Scottish Longitudinal Study
Development & Support Unit
Estimating the value of Precision Medicine Technologies: Developing a Scottish Toolkit
Dr Claudia Geue (University of Glasgow)
Dr Jim Lewsey (University of Glasgow)
The potential that personalised and precision medicine (PPM) can have for improving health outcomes depends on being able to correctly estimate disease burden. The objective of our proposed study is to develop a toolkit to support the estimation of the potential value of precision medicine technologies and better targeting of research efforts. The toolkit will comprise the following research aims: 1. An estimation of the economic and health impact of a range of diseases within Scotland 2. A mapping of the viability and potential value of range of precision medicine technologies 3. A review of the Scottish precision medicine evidence ecosystem.

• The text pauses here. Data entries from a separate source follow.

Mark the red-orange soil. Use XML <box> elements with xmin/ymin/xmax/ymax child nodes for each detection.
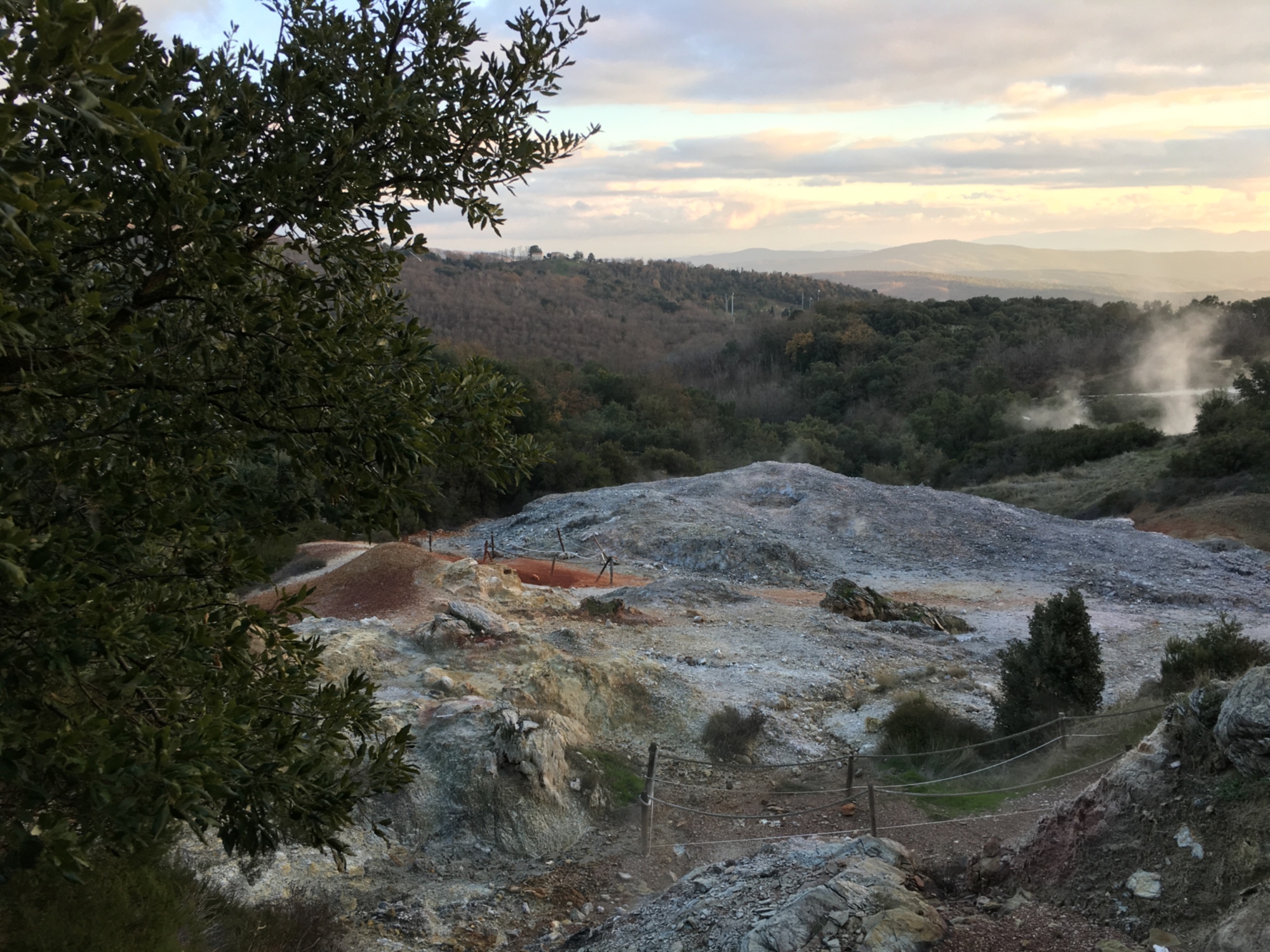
<box><xmin>483</xmin><ymin>559</ymin><xmax>648</xmax><ymax>589</ymax></box>
<box><xmin>251</xmin><ymin>542</ymin><xmax>450</xmax><ymax>618</ymax></box>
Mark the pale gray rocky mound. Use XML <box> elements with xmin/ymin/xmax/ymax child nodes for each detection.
<box><xmin>465</xmin><ymin>462</ymin><xmax>1265</xmax><ymax>607</ymax></box>
<box><xmin>605</xmin><ymin>576</ymin><xmax>754</xmax><ymax>605</ymax></box>
<box><xmin>373</xmin><ymin>697</ymin><xmax>591</xmax><ymax>857</ymax></box>
<box><xmin>575</xmin><ymin>836</ymin><xmax>947</xmax><ymax>952</ymax></box>
<box><xmin>1213</xmin><ymin>665</ymin><xmax>1270</xmax><ymax>777</ymax></box>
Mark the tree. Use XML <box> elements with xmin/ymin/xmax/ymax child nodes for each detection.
<box><xmin>992</xmin><ymin>589</ymin><xmax>1106</xmax><ymax>734</ymax></box>
<box><xmin>0</xmin><ymin>0</ymin><xmax>592</xmax><ymax>871</ymax></box>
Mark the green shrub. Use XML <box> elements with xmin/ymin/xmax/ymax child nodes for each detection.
<box><xmin>881</xmin><ymin>694</ymin><xmax>992</xmax><ymax>754</ymax></box>
<box><xmin>1160</xmin><ymin>612</ymin><xmax>1270</xmax><ymax>694</ymax></box>
<box><xmin>0</xmin><ymin>848</ymin><xmax>344</xmax><ymax>952</ymax></box>
<box><xmin>578</xmin><ymin>595</ymin><xmax>626</xmax><ymax>618</ymax></box>
<box><xmin>578</xmin><ymin>750</ymin><xmax>644</xmax><ymax>806</ymax></box>
<box><xmin>701</xmin><ymin>704</ymin><xmax>767</xmax><ymax>760</ymax></box>
<box><xmin>992</xmin><ymin>589</ymin><xmax>1106</xmax><ymax>734</ymax></box>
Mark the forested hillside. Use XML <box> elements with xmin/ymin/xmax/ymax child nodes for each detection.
<box><xmin>403</xmin><ymin>258</ymin><xmax>1270</xmax><ymax>533</ymax></box>
<box><xmin>400</xmin><ymin>253</ymin><xmax>870</xmax><ymax>372</ymax></box>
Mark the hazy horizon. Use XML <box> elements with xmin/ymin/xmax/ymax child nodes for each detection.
<box><xmin>141</xmin><ymin>0</ymin><xmax>1270</xmax><ymax>258</ymax></box>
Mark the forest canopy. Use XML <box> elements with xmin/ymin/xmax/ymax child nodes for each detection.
<box><xmin>0</xmin><ymin>0</ymin><xmax>591</xmax><ymax>872</ymax></box>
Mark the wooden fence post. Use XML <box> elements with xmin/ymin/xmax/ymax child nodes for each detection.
<box><xmin>640</xmin><ymin>741</ymin><xmax>657</xmax><ymax>856</ymax></box>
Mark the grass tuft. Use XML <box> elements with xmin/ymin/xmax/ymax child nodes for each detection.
<box><xmin>701</xmin><ymin>704</ymin><xmax>767</xmax><ymax>760</ymax></box>
<box><xmin>0</xmin><ymin>848</ymin><xmax>345</xmax><ymax>952</ymax></box>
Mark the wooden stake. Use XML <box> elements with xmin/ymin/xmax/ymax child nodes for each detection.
<box><xmin>640</xmin><ymin>741</ymin><xmax>657</xmax><ymax>856</ymax></box>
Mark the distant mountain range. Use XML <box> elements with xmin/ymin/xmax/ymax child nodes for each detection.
<box><xmin>685</xmin><ymin>239</ymin><xmax>1270</xmax><ymax>303</ymax></box>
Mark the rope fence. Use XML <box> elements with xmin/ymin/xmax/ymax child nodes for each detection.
<box><xmin>653</xmin><ymin>806</ymin><xmax>1049</xmax><ymax>849</ymax></box>
<box><xmin>639</xmin><ymin>703</ymin><xmax>1168</xmax><ymax>856</ymax></box>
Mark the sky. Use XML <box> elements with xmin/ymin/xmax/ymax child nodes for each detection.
<box><xmin>140</xmin><ymin>0</ymin><xmax>1270</xmax><ymax>258</ymax></box>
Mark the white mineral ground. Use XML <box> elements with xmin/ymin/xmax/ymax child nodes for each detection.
<box><xmin>185</xmin><ymin>463</ymin><xmax>1270</xmax><ymax>948</ymax></box>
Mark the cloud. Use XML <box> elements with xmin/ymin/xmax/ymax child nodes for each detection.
<box><xmin>481</xmin><ymin>0</ymin><xmax>1270</xmax><ymax>108</ymax></box>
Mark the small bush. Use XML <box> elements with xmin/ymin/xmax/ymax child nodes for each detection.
<box><xmin>701</xmin><ymin>704</ymin><xmax>767</xmax><ymax>760</ymax></box>
<box><xmin>0</xmin><ymin>848</ymin><xmax>345</xmax><ymax>952</ymax></box>
<box><xmin>881</xmin><ymin>694</ymin><xmax>992</xmax><ymax>754</ymax></box>
<box><xmin>578</xmin><ymin>750</ymin><xmax>644</xmax><ymax>806</ymax></box>
<box><xmin>992</xmin><ymin>589</ymin><xmax>1106</xmax><ymax>734</ymax></box>
<box><xmin>1160</xmin><ymin>612</ymin><xmax>1270</xmax><ymax>694</ymax></box>
<box><xmin>578</xmin><ymin>595</ymin><xmax>626</xmax><ymax>618</ymax></box>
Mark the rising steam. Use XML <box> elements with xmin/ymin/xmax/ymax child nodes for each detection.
<box><xmin>1133</xmin><ymin>308</ymin><xmax>1229</xmax><ymax>434</ymax></box>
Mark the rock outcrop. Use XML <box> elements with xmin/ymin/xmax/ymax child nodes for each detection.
<box><xmin>1204</xmin><ymin>889</ymin><xmax>1270</xmax><ymax>952</ymax></box>
<box><xmin>587</xmin><ymin>836</ymin><xmax>947</xmax><ymax>952</ymax></box>
<box><xmin>1213</xmin><ymin>665</ymin><xmax>1270</xmax><ymax>777</ymax></box>
<box><xmin>820</xmin><ymin>579</ymin><xmax>973</xmax><ymax>633</ymax></box>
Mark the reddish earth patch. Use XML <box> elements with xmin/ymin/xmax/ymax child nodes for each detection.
<box><xmin>251</xmin><ymin>542</ymin><xmax>448</xmax><ymax>618</ymax></box>
<box><xmin>939</xmin><ymin>900</ymin><xmax>1137</xmax><ymax>952</ymax></box>
<box><xmin>1129</xmin><ymin>493</ymin><xmax>1270</xmax><ymax>548</ymax></box>
<box><xmin>497</xmin><ymin>559</ymin><xmax>648</xmax><ymax>589</ymax></box>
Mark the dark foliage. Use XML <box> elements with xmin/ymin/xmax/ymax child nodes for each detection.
<box><xmin>945</xmin><ymin>420</ymin><xmax>1165</xmax><ymax>485</ymax></box>
<box><xmin>0</xmin><ymin>0</ymin><xmax>589</xmax><ymax>872</ymax></box>
<box><xmin>992</xmin><ymin>589</ymin><xmax>1105</xmax><ymax>735</ymax></box>
<box><xmin>701</xmin><ymin>704</ymin><xmax>767</xmax><ymax>760</ymax></box>
<box><xmin>1160</xmin><ymin>612</ymin><xmax>1270</xmax><ymax>694</ymax></box>
<box><xmin>1172</xmin><ymin>360</ymin><xmax>1270</xmax><ymax>479</ymax></box>
<box><xmin>0</xmin><ymin>848</ymin><xmax>348</xmax><ymax>952</ymax></box>
<box><xmin>408</xmin><ymin>272</ymin><xmax>1270</xmax><ymax>522</ymax></box>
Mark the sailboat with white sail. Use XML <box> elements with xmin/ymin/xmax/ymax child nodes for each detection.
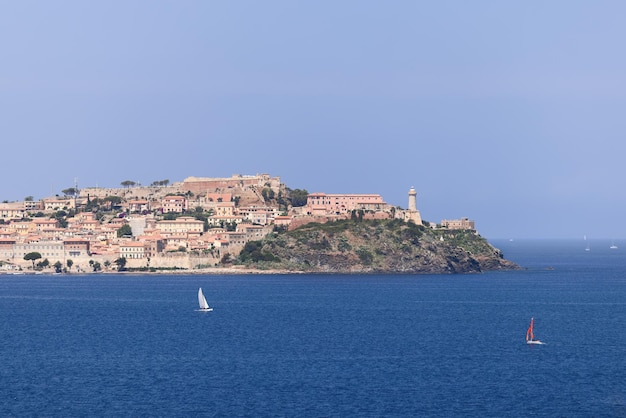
<box><xmin>526</xmin><ymin>318</ymin><xmax>543</xmax><ymax>345</ymax></box>
<box><xmin>198</xmin><ymin>287</ymin><xmax>213</xmax><ymax>312</ymax></box>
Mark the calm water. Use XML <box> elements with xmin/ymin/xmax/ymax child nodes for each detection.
<box><xmin>0</xmin><ymin>240</ymin><xmax>626</xmax><ymax>417</ymax></box>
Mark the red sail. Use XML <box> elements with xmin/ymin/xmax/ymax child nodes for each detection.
<box><xmin>526</xmin><ymin>318</ymin><xmax>535</xmax><ymax>341</ymax></box>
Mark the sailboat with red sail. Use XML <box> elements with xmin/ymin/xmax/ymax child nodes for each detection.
<box><xmin>526</xmin><ymin>318</ymin><xmax>543</xmax><ymax>344</ymax></box>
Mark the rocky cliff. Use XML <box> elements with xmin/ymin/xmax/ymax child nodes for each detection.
<box><xmin>238</xmin><ymin>219</ymin><xmax>519</xmax><ymax>274</ymax></box>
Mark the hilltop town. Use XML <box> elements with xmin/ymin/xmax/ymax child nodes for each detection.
<box><xmin>0</xmin><ymin>174</ymin><xmax>474</xmax><ymax>273</ymax></box>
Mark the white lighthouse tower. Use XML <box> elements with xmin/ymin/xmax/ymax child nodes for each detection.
<box><xmin>404</xmin><ymin>187</ymin><xmax>422</xmax><ymax>225</ymax></box>
<box><xmin>409</xmin><ymin>187</ymin><xmax>417</xmax><ymax>211</ymax></box>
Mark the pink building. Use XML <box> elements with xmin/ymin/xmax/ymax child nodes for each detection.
<box><xmin>306</xmin><ymin>193</ymin><xmax>387</xmax><ymax>215</ymax></box>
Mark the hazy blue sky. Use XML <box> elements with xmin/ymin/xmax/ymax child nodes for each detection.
<box><xmin>0</xmin><ymin>0</ymin><xmax>626</xmax><ymax>239</ymax></box>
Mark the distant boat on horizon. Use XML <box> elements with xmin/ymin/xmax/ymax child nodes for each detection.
<box><xmin>526</xmin><ymin>318</ymin><xmax>543</xmax><ymax>345</ymax></box>
<box><xmin>198</xmin><ymin>287</ymin><xmax>213</xmax><ymax>312</ymax></box>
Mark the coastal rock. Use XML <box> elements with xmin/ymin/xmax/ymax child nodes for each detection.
<box><xmin>239</xmin><ymin>220</ymin><xmax>519</xmax><ymax>274</ymax></box>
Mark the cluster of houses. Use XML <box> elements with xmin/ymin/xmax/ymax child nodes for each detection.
<box><xmin>0</xmin><ymin>175</ymin><xmax>473</xmax><ymax>271</ymax></box>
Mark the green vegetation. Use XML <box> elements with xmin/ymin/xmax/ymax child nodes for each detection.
<box><xmin>287</xmin><ymin>188</ymin><xmax>309</xmax><ymax>208</ymax></box>
<box><xmin>239</xmin><ymin>241</ymin><xmax>280</xmax><ymax>263</ymax></box>
<box><xmin>24</xmin><ymin>251</ymin><xmax>41</xmax><ymax>270</ymax></box>
<box><xmin>232</xmin><ymin>219</ymin><xmax>516</xmax><ymax>273</ymax></box>
<box><xmin>117</xmin><ymin>224</ymin><xmax>133</xmax><ymax>238</ymax></box>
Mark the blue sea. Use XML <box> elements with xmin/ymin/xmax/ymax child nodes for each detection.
<box><xmin>0</xmin><ymin>240</ymin><xmax>626</xmax><ymax>417</ymax></box>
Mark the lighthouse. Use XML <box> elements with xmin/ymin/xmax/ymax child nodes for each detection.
<box><xmin>409</xmin><ymin>187</ymin><xmax>417</xmax><ymax>212</ymax></box>
<box><xmin>404</xmin><ymin>187</ymin><xmax>422</xmax><ymax>225</ymax></box>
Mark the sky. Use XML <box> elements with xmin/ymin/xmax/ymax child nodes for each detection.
<box><xmin>0</xmin><ymin>0</ymin><xmax>626</xmax><ymax>240</ymax></box>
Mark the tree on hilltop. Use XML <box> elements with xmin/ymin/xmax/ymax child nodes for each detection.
<box><xmin>288</xmin><ymin>189</ymin><xmax>309</xmax><ymax>208</ymax></box>
<box><xmin>24</xmin><ymin>251</ymin><xmax>41</xmax><ymax>270</ymax></box>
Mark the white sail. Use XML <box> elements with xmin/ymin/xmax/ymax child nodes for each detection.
<box><xmin>198</xmin><ymin>288</ymin><xmax>212</xmax><ymax>310</ymax></box>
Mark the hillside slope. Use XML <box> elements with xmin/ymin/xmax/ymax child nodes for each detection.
<box><xmin>238</xmin><ymin>220</ymin><xmax>519</xmax><ymax>274</ymax></box>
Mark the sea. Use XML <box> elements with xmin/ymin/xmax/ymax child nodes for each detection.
<box><xmin>0</xmin><ymin>239</ymin><xmax>626</xmax><ymax>417</ymax></box>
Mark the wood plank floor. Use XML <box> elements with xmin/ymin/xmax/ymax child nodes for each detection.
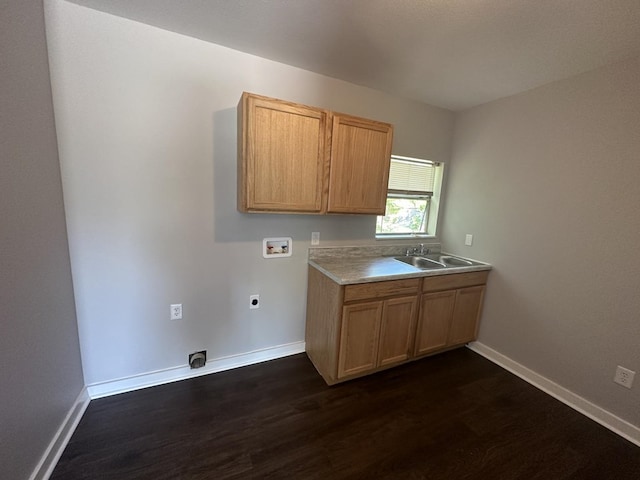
<box><xmin>51</xmin><ymin>348</ymin><xmax>640</xmax><ymax>480</ymax></box>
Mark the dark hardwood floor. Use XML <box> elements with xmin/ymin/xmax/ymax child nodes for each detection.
<box><xmin>51</xmin><ymin>348</ymin><xmax>640</xmax><ymax>480</ymax></box>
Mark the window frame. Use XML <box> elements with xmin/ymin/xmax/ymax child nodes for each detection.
<box><xmin>375</xmin><ymin>155</ymin><xmax>445</xmax><ymax>240</ymax></box>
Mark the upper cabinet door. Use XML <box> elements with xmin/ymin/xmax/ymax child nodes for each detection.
<box><xmin>238</xmin><ymin>92</ymin><xmax>329</xmax><ymax>213</ymax></box>
<box><xmin>327</xmin><ymin>113</ymin><xmax>393</xmax><ymax>215</ymax></box>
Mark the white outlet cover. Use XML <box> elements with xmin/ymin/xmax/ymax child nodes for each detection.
<box><xmin>169</xmin><ymin>303</ymin><xmax>182</xmax><ymax>320</ymax></box>
<box><xmin>464</xmin><ymin>233</ymin><xmax>473</xmax><ymax>247</ymax></box>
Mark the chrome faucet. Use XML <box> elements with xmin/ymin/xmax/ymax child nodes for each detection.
<box><xmin>405</xmin><ymin>243</ymin><xmax>431</xmax><ymax>257</ymax></box>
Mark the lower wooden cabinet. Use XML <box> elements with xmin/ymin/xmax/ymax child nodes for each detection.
<box><xmin>305</xmin><ymin>267</ymin><xmax>488</xmax><ymax>385</ymax></box>
<box><xmin>338</xmin><ymin>295</ymin><xmax>418</xmax><ymax>378</ymax></box>
<box><xmin>414</xmin><ymin>285</ymin><xmax>485</xmax><ymax>356</ymax></box>
<box><xmin>414</xmin><ymin>290</ymin><xmax>456</xmax><ymax>355</ymax></box>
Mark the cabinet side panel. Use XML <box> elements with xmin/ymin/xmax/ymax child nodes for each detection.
<box><xmin>237</xmin><ymin>92</ymin><xmax>248</xmax><ymax>212</ymax></box>
<box><xmin>305</xmin><ymin>266</ymin><xmax>343</xmax><ymax>383</ymax></box>
<box><xmin>338</xmin><ymin>302</ymin><xmax>382</xmax><ymax>378</ymax></box>
<box><xmin>449</xmin><ymin>286</ymin><xmax>485</xmax><ymax>345</ymax></box>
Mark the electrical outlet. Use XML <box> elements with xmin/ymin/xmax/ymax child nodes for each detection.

Dzau and colleagues  highlighted the potential that personalised and precision medicine (PPM) had for improving health outcomes through prevention but that incentives were not always aligned to translate this into practice. Doble et al  argued in reply that it was unrealistic to aim for 10-50% reduction in incidence of major complex diseases given that a Cochrane review  had shown no evidence of behavioural change after provision of genetic information. Doble et al called for genomic testing to be prioritised to identify individuals at ‘high risk of imminent, serious, preventable, penetrant disorders that have large health care costs’ as these gains would be immediate . However, these claims and the potential that PPM can offer rely on the ability to correctly estimate disease burden. In 2015, Public Health Information for Scotland (ScotPHO) estimated the burden of 132 diseases, however their use of disability adjusted life years (DALYs) to measure disease burden is methodologically controversial . We therefore suggest to estimate the burden of major disease categories in Scotland including: i) the financial cost to the health and social care system, and ii) the health burden in terms of quality adjusted life years (QALYs) lost. These estimates can be used to add value to estimating the potential of PPM interventions at a population level. Our approach will offer a more accurate estimation of disease burden, showing the potential for its application to PPM interventions.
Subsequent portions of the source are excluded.